Picture from The Spruce
Whenever I dunk a cracker into a creamy chunk of Brillat-Savarin (the cheese, not the long-decayed corpse of the cheese’s namesake, French author Anthelme Brillat-Savarin) I think of the phrase “you are what you eat.” Brillat-Savarin’s famous words distill in artful simplicity the complicated nature of what food studies scholars spend their lives trying to untangle: all the ways that food affects people socially, physiologically, philosophically, etc; how people use food to identify themselves, to define themselves, to draw lines between “us” and “them;” the roles and meanings of food in the everyday lives of you. Food becomes you (your body), and you (your you-ness) are a product of every meal you have or haven’t eaten.
If I were to wager a guess, I’d say probably every person on the planet has a story about food and identity. A meal that tastes like home. A recipe cherished for its connection to loved ones. An ingredient that’s rooted in generations of tradition. Or maybe it’s something entirely new. The story I like to tell myself about who I am and where I came from is about dandelion greens.
The name Dandelion Greens is not just a play on my name, which is Danielle (ha ha). My mother grew up on a dairy farm in one of the poorest counties in rural Maine, and despite having some land and a relatively steady income from the farm, her family was very poor. But they were better off than some. In early spring, my grandparents’ 80 acres or so would bloom like crazy with dandelions and my grandmother would let people onto the farm to harvest them to take home and eat. She claims she didn’t like the taste of the dandelions, but I also wonder if something about eating dandelions was socially significant. Perhaps she didn’t eat them or feed them to her family as a way of distinguishing herself from the poorest population in the area. They were not wealthy, but they are not destitute like those people.
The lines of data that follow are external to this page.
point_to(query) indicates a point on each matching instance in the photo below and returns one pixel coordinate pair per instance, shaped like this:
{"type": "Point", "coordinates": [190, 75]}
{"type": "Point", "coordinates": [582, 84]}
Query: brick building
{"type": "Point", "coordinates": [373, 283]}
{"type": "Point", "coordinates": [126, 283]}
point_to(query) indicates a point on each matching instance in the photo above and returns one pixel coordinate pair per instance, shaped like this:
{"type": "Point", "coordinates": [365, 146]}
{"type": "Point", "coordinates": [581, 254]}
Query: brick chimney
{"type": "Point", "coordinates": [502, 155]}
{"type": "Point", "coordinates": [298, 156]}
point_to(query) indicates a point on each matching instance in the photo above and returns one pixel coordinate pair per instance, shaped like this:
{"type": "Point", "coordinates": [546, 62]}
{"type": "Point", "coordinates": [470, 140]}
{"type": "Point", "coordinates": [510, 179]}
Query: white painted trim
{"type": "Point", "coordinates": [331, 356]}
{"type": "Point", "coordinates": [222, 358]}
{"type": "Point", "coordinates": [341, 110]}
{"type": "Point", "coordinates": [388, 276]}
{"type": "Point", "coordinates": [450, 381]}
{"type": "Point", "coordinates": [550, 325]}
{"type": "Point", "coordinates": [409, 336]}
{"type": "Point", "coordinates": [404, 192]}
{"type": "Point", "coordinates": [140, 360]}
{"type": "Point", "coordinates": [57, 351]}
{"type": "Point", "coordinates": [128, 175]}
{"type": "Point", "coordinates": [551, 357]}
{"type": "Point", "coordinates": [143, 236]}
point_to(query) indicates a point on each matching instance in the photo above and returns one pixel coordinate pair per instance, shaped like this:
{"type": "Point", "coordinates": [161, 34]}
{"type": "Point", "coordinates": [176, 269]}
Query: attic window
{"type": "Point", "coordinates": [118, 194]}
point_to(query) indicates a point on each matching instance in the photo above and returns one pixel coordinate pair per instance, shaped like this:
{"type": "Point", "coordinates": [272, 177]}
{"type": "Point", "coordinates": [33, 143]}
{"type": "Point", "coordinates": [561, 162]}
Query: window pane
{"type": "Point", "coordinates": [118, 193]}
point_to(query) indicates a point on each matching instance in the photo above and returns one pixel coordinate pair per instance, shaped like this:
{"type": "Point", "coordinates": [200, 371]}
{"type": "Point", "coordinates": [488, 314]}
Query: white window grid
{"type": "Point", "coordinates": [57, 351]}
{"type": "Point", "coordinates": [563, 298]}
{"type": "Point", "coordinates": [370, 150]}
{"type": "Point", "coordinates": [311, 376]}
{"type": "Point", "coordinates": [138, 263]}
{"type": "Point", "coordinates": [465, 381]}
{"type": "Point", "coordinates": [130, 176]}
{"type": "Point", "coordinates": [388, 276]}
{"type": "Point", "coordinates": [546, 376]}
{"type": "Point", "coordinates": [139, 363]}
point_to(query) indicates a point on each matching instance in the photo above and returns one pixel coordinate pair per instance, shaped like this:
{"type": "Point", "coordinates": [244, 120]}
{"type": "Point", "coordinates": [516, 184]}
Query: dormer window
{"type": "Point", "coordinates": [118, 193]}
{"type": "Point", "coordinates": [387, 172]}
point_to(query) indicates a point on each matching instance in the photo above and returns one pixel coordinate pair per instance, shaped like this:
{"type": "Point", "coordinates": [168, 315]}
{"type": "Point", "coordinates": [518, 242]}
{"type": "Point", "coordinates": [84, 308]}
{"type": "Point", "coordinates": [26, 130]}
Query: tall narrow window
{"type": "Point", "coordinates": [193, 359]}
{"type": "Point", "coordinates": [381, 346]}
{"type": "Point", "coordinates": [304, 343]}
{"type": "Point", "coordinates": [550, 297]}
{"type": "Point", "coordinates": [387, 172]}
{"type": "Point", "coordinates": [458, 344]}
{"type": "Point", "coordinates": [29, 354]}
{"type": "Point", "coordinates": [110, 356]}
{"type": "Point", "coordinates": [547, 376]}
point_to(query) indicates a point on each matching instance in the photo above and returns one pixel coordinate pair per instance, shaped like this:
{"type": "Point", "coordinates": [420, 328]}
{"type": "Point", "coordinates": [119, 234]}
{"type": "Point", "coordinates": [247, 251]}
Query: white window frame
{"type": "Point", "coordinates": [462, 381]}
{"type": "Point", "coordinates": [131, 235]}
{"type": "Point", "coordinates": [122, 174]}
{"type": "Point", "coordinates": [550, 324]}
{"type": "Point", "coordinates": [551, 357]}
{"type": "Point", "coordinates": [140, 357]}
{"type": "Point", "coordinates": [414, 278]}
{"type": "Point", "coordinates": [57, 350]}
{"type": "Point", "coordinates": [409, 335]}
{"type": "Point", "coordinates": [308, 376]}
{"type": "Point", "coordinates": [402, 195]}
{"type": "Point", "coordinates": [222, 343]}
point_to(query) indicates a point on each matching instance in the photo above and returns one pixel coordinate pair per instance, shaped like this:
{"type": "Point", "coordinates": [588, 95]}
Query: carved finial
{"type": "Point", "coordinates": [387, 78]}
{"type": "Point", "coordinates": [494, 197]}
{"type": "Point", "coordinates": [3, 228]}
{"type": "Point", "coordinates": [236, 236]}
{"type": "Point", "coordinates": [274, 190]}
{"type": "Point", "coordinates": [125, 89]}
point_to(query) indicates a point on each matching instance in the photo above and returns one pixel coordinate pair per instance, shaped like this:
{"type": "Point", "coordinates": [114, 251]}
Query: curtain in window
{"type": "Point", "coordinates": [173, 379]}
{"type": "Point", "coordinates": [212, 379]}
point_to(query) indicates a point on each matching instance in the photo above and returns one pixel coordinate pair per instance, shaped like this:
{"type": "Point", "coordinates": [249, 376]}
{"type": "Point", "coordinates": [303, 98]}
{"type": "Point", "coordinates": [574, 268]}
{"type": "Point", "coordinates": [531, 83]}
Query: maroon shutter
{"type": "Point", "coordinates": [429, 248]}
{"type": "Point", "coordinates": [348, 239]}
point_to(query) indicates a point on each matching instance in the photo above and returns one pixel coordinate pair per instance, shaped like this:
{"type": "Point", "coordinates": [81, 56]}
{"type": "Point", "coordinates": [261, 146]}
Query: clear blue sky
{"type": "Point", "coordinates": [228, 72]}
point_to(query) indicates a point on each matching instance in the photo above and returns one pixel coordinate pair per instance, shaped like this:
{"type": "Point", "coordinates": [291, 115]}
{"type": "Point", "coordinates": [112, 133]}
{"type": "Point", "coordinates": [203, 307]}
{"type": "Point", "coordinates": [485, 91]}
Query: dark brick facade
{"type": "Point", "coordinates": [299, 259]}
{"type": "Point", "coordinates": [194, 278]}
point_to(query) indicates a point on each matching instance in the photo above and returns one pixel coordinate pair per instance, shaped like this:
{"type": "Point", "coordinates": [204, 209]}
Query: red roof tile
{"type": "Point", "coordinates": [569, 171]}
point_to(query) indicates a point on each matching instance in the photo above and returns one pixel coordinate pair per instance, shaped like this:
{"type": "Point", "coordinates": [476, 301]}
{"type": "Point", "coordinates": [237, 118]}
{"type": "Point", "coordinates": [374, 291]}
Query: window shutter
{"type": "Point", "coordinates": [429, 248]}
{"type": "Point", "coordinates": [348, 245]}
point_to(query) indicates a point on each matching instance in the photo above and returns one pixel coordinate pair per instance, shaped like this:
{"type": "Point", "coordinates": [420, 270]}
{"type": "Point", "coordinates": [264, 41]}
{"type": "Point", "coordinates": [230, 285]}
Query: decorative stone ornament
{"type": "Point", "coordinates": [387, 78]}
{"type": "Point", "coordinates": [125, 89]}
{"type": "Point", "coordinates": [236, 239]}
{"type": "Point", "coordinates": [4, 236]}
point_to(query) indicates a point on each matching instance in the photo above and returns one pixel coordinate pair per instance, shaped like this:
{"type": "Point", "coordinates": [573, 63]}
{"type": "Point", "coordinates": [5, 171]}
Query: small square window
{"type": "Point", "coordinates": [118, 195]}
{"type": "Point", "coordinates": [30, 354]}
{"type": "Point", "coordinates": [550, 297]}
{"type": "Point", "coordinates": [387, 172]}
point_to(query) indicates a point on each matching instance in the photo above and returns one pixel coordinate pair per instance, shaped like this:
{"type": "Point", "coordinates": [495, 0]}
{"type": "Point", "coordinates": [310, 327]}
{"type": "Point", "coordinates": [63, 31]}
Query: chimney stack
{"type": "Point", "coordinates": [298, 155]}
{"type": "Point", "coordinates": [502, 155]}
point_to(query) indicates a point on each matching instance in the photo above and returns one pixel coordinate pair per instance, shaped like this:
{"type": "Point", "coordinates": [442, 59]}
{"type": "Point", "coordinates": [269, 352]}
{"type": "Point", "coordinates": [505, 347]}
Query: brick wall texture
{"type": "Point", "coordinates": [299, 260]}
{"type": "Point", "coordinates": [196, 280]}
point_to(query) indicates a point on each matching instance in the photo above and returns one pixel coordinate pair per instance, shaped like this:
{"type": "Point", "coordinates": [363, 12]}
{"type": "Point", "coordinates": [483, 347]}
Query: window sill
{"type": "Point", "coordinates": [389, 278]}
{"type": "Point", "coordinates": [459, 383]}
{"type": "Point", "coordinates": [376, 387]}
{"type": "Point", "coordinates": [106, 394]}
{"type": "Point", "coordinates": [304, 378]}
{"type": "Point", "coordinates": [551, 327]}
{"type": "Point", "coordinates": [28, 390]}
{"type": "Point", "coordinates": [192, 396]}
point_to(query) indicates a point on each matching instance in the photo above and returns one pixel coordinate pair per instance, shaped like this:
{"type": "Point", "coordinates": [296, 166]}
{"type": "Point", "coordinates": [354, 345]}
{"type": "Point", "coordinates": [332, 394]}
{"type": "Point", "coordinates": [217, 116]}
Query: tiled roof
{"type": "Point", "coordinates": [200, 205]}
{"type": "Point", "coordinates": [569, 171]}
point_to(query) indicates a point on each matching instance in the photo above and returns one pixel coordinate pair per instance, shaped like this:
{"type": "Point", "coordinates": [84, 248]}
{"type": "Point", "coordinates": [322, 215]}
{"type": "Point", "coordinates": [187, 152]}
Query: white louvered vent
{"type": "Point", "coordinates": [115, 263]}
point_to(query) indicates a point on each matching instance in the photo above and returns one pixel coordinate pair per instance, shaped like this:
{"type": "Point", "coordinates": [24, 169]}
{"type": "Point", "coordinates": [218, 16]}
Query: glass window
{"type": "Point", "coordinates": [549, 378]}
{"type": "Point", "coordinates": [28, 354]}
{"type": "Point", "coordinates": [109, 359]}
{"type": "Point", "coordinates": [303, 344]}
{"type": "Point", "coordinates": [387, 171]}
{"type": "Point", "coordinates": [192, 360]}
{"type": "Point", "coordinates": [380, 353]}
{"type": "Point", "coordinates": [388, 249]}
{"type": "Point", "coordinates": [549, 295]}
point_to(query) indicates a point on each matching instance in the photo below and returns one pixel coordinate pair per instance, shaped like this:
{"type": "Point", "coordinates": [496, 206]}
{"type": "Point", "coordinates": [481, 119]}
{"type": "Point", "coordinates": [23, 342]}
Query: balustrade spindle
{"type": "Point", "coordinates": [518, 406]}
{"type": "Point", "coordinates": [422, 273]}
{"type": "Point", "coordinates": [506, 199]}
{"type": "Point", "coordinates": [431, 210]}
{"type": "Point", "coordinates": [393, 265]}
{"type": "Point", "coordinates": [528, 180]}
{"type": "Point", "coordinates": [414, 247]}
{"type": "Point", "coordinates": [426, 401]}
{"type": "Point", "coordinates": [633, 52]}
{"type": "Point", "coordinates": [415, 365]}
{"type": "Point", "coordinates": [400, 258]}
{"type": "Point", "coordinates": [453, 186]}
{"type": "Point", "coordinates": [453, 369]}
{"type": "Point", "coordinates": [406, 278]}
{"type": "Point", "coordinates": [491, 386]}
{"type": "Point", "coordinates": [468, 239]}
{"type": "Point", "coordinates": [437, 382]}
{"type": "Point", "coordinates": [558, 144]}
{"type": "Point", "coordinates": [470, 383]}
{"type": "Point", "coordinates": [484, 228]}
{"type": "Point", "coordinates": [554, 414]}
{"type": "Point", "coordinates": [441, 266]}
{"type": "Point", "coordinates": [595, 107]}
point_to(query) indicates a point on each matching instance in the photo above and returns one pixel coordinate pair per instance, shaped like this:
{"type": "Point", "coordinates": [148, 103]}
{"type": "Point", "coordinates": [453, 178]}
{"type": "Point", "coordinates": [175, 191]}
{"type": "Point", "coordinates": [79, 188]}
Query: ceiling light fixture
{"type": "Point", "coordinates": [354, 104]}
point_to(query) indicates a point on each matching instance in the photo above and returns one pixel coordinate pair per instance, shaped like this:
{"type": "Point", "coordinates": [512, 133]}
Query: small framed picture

- My grandparent’s dairy farm Maine
Those people were, according to my mother’s memory, typically French-Canadian. French-Canadians at that time were stereotyped as uneducated and rugged laborers who came to work in the mill towns along rivers of New England and dry up all the liquor stores. My grandfather used to disparage them, even after my mother had been with my father (who was those people) for many years. They were the poorest of the poor. I don’t know if they came to my grandparents’ pastures to pick dandelion greens out of necessity or because they were a seasonal treat. I have to do some research on that. Regardless, the two polarized halves that would eventually form a whole me came together, many years ago, around this food that was scarcely considered food.
Dandelion greens remind me who I am, literally and historically and metaphorically. I am both what I eat and what I don’t eat. I am a pesky weed. I am survival. I am abundance. I am seasonal allergies.
This is why I’ve observed the trajectory of the dandelion green into the mainstream with casual interest. While working for a seed company in Maine, I found it curious that dandelion was an important catalog item, rounding out the Chicory section. I sold carefully bred, hybridized dandelion seeds to organic farmers across the country. I imagined them planting dandelions in perfectly manicured beds while surrounded by rolling fields of yellow blooms. These improved varieties of dandelion would then be sold for top dollar to Whole Foods and chefs at upscale restaurants in New York and the Bay Area. The dandelion, it seemed, rounded out their offerings of bitter greens, catering to a distinguished, civilized palate that could afford to eat weeds in a delicate and dignified way.
Who were those people, newly enamored by a plant that, in my experience, the poor had designated as fit for consumption only by the very poor? Who were those chefs whose use of the ingredient had been deemed visionary, original, avant-garde? What do dandelion greens say about them?

Picture blatantly stolen from Epicurious, recipe here
As it were, the story of foods shifting from necessity to luxury is not unique to dandelion greens. The changing meaning of food as it travels between continents, between social classes, races, genders, religions, is itself a constant. Who we are is what we eat but sometimes who we are is different simply from who they are, even if we eat them same food. Who we are and what we eat is relational, it’s historical, and it’s constantly in flux.
The first time I ate dandelion greens was in a salad at a restaurant; I did not dig them up myself, swatting away the first batch of mosquitos of the season. Dandelion greens, then, have climbed the class ladder all the way up and all the way back down.